A Tasmanian native plant forming a shrub or small tree that grows 1-3m. It can be found growing anywhere from sea level up to alpine regions and as such, it tolerates frosts and requires moist soil, however will also grow in full or partial sun.
Both male and female plants are needed to produce the much sought after Pepper berries which are pea-sized, glossy deep-purple/black in colour and grow in clusters at the base of new season's growth.
All parts of this amazing bushfood (berry and leaves) are edible. The berries, are only produced on the female plant however you also need a male plant to set fruit.
Berries are used in the same manner as traditional pepper but are more versatile, far more nutritious and very high in anti-oxidants. They have an outstanding hot peppery bush flavour that is fantastic in soups, savoury and meat dishes.

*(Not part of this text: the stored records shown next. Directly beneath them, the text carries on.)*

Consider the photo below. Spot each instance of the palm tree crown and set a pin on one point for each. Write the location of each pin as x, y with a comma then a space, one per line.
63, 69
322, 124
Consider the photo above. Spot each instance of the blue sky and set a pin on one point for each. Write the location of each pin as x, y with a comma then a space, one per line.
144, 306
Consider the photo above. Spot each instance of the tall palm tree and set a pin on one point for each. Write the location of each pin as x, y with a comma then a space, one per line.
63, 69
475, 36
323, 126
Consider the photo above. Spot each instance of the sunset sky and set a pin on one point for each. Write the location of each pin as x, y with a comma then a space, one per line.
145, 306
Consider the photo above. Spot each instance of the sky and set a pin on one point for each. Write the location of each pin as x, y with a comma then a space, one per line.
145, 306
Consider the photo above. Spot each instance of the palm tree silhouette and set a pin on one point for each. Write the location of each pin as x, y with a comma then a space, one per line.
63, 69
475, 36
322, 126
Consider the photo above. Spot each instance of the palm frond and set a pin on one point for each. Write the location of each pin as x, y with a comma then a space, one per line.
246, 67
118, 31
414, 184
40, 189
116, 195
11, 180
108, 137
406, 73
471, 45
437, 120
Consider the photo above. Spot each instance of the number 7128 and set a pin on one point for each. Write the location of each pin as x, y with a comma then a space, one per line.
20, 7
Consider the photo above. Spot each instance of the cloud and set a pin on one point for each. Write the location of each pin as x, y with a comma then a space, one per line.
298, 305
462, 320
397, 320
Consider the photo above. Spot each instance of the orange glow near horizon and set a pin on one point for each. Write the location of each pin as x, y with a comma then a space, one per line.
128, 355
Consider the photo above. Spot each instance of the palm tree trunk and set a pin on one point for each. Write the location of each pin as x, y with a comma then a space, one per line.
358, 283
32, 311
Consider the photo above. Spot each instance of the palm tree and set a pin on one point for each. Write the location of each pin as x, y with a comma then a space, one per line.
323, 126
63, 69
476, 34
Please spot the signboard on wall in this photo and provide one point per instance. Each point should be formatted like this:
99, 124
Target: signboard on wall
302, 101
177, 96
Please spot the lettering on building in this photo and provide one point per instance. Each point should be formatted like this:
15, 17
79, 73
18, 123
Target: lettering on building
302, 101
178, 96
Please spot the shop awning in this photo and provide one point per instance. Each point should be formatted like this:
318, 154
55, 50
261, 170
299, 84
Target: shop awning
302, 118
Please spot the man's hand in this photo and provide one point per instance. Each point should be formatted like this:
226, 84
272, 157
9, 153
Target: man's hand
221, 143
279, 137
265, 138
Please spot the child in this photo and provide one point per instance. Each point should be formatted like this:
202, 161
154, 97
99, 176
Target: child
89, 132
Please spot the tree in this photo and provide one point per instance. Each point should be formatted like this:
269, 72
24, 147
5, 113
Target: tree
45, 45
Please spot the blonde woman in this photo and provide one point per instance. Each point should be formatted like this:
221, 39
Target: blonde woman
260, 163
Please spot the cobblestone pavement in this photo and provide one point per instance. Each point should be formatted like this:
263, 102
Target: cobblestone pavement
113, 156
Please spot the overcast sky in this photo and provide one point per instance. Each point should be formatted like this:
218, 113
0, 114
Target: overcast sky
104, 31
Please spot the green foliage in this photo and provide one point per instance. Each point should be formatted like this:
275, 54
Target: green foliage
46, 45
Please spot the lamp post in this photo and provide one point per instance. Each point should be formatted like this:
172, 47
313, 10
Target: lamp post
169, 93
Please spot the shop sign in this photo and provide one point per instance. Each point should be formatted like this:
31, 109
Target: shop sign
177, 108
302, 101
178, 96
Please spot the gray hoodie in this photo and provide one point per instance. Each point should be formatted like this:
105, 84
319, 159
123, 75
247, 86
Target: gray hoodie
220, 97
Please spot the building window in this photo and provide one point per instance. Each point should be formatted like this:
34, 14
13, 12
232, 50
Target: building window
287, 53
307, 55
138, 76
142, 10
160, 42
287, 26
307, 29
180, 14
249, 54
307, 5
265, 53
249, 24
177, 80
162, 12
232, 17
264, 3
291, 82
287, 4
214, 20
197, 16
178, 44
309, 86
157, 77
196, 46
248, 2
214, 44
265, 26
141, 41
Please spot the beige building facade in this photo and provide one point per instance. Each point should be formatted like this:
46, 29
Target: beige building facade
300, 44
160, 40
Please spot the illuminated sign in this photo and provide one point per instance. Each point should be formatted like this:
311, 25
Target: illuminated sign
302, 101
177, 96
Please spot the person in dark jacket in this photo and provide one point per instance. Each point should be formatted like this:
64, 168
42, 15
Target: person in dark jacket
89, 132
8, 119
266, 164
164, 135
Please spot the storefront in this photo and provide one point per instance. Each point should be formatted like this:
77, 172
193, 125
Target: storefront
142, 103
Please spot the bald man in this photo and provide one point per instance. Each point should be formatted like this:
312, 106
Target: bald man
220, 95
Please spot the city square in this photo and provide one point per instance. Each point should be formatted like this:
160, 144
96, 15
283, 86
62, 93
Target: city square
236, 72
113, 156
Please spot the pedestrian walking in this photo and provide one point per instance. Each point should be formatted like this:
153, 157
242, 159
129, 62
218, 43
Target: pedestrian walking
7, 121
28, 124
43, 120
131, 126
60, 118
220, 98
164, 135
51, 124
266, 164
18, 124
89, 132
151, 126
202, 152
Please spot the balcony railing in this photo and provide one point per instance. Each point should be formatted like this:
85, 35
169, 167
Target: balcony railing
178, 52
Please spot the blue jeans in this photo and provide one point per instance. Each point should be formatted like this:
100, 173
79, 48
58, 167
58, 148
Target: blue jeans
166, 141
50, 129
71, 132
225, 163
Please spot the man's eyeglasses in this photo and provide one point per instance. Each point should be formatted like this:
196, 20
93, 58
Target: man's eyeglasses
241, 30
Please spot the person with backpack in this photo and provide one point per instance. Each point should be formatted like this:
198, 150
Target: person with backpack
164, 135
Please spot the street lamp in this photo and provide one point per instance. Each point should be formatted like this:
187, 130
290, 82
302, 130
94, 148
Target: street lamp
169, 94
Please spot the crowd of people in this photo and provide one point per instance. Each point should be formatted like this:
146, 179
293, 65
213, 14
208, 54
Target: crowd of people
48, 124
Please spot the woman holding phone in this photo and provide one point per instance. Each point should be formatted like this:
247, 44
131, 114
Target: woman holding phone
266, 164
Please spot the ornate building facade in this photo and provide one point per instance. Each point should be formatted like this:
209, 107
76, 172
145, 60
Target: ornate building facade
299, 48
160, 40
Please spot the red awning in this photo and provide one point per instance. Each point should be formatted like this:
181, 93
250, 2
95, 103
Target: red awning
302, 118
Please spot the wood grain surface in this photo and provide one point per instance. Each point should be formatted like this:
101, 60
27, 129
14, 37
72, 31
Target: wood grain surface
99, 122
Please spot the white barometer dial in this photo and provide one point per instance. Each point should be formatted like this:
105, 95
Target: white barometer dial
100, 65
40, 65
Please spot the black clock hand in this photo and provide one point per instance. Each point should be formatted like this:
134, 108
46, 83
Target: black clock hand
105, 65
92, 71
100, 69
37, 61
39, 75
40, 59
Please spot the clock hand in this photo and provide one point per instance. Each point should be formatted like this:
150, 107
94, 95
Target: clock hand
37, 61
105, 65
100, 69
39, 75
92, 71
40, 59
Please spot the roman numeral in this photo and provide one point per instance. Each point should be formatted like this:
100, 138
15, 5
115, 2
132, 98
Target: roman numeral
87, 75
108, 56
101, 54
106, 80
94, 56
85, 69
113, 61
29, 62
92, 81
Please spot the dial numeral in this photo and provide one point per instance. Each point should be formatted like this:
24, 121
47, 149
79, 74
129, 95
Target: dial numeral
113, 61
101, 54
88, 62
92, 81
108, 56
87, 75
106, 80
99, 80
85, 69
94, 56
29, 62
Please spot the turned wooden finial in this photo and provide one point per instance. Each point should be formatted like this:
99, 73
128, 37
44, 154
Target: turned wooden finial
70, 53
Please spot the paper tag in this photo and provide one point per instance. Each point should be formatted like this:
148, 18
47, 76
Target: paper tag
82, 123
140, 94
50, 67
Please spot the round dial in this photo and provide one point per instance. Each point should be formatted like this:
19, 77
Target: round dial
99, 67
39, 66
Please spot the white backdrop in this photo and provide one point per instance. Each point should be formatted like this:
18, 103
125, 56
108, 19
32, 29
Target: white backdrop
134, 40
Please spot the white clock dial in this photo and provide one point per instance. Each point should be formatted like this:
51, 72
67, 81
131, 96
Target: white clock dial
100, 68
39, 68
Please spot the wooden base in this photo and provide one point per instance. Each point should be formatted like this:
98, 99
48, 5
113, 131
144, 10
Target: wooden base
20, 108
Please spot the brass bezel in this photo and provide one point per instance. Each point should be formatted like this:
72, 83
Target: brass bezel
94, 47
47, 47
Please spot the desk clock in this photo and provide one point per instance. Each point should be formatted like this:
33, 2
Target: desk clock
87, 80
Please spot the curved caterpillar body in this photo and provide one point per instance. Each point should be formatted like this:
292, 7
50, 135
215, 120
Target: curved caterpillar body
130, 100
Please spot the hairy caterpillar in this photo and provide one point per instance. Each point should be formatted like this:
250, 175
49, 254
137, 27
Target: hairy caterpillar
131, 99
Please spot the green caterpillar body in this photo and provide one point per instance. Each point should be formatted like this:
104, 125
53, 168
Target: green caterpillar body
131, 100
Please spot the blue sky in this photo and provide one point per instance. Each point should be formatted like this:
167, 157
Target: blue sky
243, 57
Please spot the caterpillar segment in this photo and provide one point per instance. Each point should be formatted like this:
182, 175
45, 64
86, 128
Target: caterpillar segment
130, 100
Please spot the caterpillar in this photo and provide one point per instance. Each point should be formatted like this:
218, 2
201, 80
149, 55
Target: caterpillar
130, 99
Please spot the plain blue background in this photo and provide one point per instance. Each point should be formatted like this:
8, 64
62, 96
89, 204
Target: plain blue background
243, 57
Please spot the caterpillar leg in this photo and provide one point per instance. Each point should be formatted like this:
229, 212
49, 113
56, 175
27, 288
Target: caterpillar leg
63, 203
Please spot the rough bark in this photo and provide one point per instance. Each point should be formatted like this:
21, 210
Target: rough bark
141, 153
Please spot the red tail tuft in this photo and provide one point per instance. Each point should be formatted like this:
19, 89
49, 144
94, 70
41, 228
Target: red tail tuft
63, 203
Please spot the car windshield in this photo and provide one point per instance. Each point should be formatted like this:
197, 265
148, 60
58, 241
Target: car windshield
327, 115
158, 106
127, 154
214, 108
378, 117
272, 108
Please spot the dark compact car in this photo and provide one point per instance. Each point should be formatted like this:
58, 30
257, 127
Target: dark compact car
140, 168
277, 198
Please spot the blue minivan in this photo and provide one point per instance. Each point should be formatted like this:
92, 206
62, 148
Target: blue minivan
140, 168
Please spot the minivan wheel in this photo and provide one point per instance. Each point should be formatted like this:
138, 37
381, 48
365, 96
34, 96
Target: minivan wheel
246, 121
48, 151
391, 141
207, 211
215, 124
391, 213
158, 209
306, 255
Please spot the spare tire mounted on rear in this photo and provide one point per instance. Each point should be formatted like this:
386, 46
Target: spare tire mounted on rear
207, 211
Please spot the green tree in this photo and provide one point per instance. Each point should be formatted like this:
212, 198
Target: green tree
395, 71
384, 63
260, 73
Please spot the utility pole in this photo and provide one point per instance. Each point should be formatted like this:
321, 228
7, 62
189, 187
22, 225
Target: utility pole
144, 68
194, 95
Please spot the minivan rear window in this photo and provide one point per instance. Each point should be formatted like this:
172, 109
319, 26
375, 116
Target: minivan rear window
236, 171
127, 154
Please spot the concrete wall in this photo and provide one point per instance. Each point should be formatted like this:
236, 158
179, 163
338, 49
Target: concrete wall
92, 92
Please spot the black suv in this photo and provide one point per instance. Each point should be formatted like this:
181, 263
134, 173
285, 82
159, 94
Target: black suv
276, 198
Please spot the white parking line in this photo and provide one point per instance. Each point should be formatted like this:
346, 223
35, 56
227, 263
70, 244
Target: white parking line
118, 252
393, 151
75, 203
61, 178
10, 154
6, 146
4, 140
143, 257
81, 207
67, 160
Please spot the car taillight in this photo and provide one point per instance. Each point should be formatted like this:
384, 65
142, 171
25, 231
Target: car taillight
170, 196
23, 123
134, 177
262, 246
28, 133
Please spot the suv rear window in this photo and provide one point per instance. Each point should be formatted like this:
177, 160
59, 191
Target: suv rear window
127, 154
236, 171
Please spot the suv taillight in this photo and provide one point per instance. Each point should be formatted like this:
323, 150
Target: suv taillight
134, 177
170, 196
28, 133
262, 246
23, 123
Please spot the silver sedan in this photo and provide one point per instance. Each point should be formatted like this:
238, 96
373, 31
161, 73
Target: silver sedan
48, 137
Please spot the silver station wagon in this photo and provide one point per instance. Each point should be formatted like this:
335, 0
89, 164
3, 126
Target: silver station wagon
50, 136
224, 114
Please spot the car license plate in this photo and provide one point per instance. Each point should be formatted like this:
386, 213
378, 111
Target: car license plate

The leaves are used in a similar way to curry leaf. Finely chopped leaves are a fantastic addition to savoury dishes and make a great garnish, but be careful - they're hot and dried leaves are even hotter, so don't overdo it.
The striking red stemmed foliage is also a favourite of florists.
Indigenous people have used these plants as traditional medicine as well as food flavouring for many generations.
It's high anti-oxidant level has seen it documented as a treatment for a variety of illnesses.
Early European settlers recorded making tonics from ground berries, leaves and bark to treat scurvy.